April 9, 2022

The Atomic City Girls

Author: Janet Beard
Genre: Historical Fiction
Publisher: HarperCollins Publishers, 2018
Pages: 384
Rating: Recommend

Synopsis: In November 1944, eighteen-year-old June Walker boards an unmarked bus, destined for a city that doesn't officially exist. Oak Ridge, Tennessee has sprung up in a matter of months - a town of trailers and segregated houses, 24-hour cafeterias, and constant security checks. There, June joins hundreds of other young girls operating massive machines who purpose is never explained. They know they are helping to win the war, but must ask no questions and reveal nothing to outsiders.

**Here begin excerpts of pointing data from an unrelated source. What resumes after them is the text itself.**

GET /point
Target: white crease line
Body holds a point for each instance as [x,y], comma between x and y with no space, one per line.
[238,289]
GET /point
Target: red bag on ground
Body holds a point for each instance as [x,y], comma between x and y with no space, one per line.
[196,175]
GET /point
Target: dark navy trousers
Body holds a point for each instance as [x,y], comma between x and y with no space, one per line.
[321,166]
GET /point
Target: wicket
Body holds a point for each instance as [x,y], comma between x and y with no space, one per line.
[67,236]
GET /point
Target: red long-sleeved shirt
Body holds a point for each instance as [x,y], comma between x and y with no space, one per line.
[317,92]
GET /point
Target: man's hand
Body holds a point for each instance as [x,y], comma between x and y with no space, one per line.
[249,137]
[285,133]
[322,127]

The girls spend their evenings socializing and flirting with soldiers, scientist, and workmen at dances and movies, bowling alleys and canteens. June longs to know more about their top-secret assignment and begins and affair with Sam Cantor, the young Jewish physicist from New York who oversees the lab where she works and understands the end goal only too well, while her beautiful roommate Cici is on her own mission: to find a wealthy husband and escape her sharecropper roots. Across town, African-American construction worker Joe Brewer knows nothing of the government's plans, only that his new job pays enough to make it worth leaving his family behind, at least for now. But a breach in security will intertwine his fate with June's search for answers.

When the bombing of Hiroshima brings the truth about Oak Ridge into devastating focus, June must confront her ideals about loyalty, patriotism, and war itself.

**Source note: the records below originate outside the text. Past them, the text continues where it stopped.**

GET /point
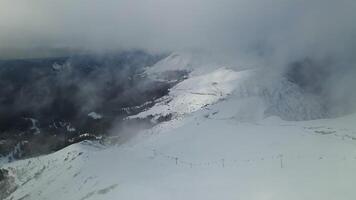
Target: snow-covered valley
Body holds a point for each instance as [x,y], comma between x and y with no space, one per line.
[230,135]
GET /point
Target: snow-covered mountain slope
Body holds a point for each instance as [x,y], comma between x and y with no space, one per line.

Review: This book has been on my radar for quite some time, and when "a novel about a historical event" popped up in a reading challenge I'm doing for a Facebook group, it seemed like a good option.

If I have one complaint it's that there are so many characters to follow. However, I believe the author wanted to show life in Oak Ridge from various points-of-view: the women who were taking the place of the men in the workforce since so many were fighting oversees, the scientists, the black laborers, all are represented in this novel. Eventually, it is revealed how all the characters are linked. Unfortunately, character development was lacking.

Where this novel succeeded though was that it brought Oak Ridge to life in a way that a museum exhibit cannot.

Along with actual pictures provided by the Department of Energy, this is an excellent book about a secretive time in American history.

I highly recommend a novel I read a few years ago, The Wives of Los Alamos: same time period, related topic, and really well done.